The pattern is AI-amplified, not AI-exclusive. Restated for emphasis: every Python beginner writes this defect at least once. The AI-amplified differential rests on initial-state authorship, clustering, and form (internal annotation/default inconsistency).

False-positive shapes. Be cautious before flagging:

Immutable defaults that happen to be containers. def f(items=()): (empty tuple) — tuples are immutable; no shared-state risk. The default is a singleton across calls but cannot be mutated. Same for frozenset().
Sentinels deliberately used as defaults. def f(x=DEFAULT): where DEFAULT = object() is a sentinel intentionally used to detect "no argument passed." Legitimate; the body checks if x is DEFAULT: ... before using x.
Function-as-default patterns. def f(items=list): (no parentheses!) — passes the list constructor itself as the default. Body would have to call items(). Rare but legitimate; check whether the body invokes items as a callable or treats it as a value.
Singletons by design. Some libraries deliberately share state across calls (e.g., a registry, a singleton counter). The cue is whether the design explicitly documents shared state.

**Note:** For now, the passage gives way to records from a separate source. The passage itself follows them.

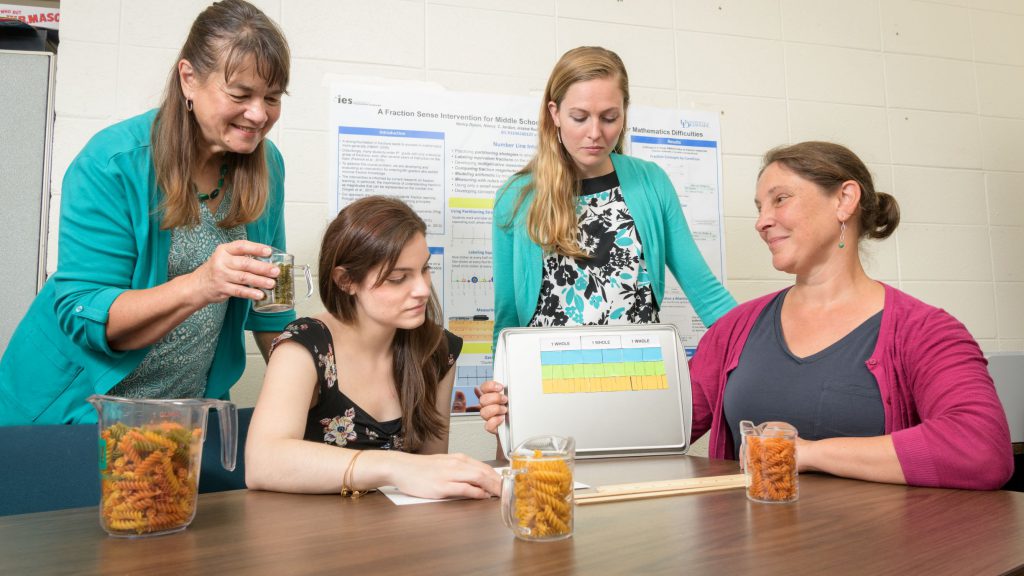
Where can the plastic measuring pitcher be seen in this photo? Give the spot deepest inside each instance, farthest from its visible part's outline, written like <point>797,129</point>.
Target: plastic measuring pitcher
<point>151,452</point>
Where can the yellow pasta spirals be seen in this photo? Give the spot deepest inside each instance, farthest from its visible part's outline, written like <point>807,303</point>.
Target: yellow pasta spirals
<point>148,480</point>
<point>544,496</point>
<point>772,467</point>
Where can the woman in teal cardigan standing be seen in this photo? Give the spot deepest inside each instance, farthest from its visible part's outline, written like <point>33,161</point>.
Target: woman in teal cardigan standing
<point>583,234</point>
<point>161,217</point>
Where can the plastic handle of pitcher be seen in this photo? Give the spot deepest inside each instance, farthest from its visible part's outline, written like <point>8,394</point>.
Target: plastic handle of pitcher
<point>508,494</point>
<point>228,415</point>
<point>309,281</point>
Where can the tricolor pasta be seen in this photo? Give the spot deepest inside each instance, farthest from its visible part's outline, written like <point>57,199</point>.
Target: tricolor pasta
<point>148,478</point>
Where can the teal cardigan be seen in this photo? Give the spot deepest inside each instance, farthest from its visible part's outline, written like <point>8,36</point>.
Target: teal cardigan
<point>664,234</point>
<point>111,242</point>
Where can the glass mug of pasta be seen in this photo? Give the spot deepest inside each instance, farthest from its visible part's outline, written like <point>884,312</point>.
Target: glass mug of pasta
<point>282,296</point>
<point>151,452</point>
<point>537,489</point>
<point>768,456</point>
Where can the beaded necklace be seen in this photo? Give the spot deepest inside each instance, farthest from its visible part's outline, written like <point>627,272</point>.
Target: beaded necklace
<point>216,191</point>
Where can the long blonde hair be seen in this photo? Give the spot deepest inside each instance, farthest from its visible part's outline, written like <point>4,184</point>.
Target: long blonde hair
<point>551,220</point>
<point>226,34</point>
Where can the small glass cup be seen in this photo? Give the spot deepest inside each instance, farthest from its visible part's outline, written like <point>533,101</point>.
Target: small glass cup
<point>768,456</point>
<point>282,296</point>
<point>537,489</point>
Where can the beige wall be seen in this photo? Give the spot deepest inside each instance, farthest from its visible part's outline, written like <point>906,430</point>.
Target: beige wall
<point>930,94</point>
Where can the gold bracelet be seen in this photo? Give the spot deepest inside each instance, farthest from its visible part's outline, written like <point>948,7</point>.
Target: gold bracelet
<point>347,479</point>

Mutation operator hint. A deterministic mutation that takes a clean function signature with None-default and converts to bare-mutable produces this pattern from clean code. Variants:

Take def f(items: Optional[list] = None): if items is None: items = []; ... and replace with def f(items: list = []): ... (remove the None-init pattern)
Take Field(default_factory=list) in a Pydantic model and replace with []
Take Field(default_factory=dict) and replace with {}
Take a literal default in a function signature and remove it from a dataclass-style class default (similar trap with field(default_factory=...))

These compose with near-identical-siblings — a class with N sibling methods each having Optional[dict] = {} is the maximally AI-tell shape; the duplication is obvious and the defective default is reproduced N times. The LlamaFactory specimen is exactly this shape.

Connection to same-project-knows-right-pattern note. The Quibo specimen is a clean instance of this cross-cutting observation at the Pydantic-field-default layer — four sibling state classes use the correct Field(default_factory=list); one drifts to List[str] = []. The model's prior at the drifting class's generation step was independent of its prior at the four correct sites. This entry is one of ten in the cross-cutting note (joining swapped-args, wrong-tool-for-job, sleep-based-synchronization, convention-drift, print-instead-of-logging, hardcoded-config-values, missing-network-timeout, f-string-in-logger-call, async-await-mismatch).

Connection to codified-guidance-is-insufficient note. Ruff B006 and Pylint W0102 are widely-adopted community lint rules against this pattern. The LlamaFactory project has CLAUDE.md mentioning ruff in its CI commands and still produces the pattern in inference-engine code. The Quibo project has CLAUDE.md and a 4-of-5 use of Field(default_factory=list) as its convention and still produces the bare default in one state class. The siege-analytics project's "Hostile-review pass 10" is a custom audit framework that surfaces the pattern despite lint rules being available. This is a 16+ entry observation now.

Internal-inconsistency signature. The LlamaFactory Optional[dict[str, Any]] = {} form is internally inconsistent — the type annotation declares Optional (admits None) but the default is {} (not None). This is a form-specific signature of AI-amplification: the model generated the type annotation anticipating None as a valid value, then defaulted to the wrong representation of the same idea. The same internal inconsistency can serve as a detection cue more broadly.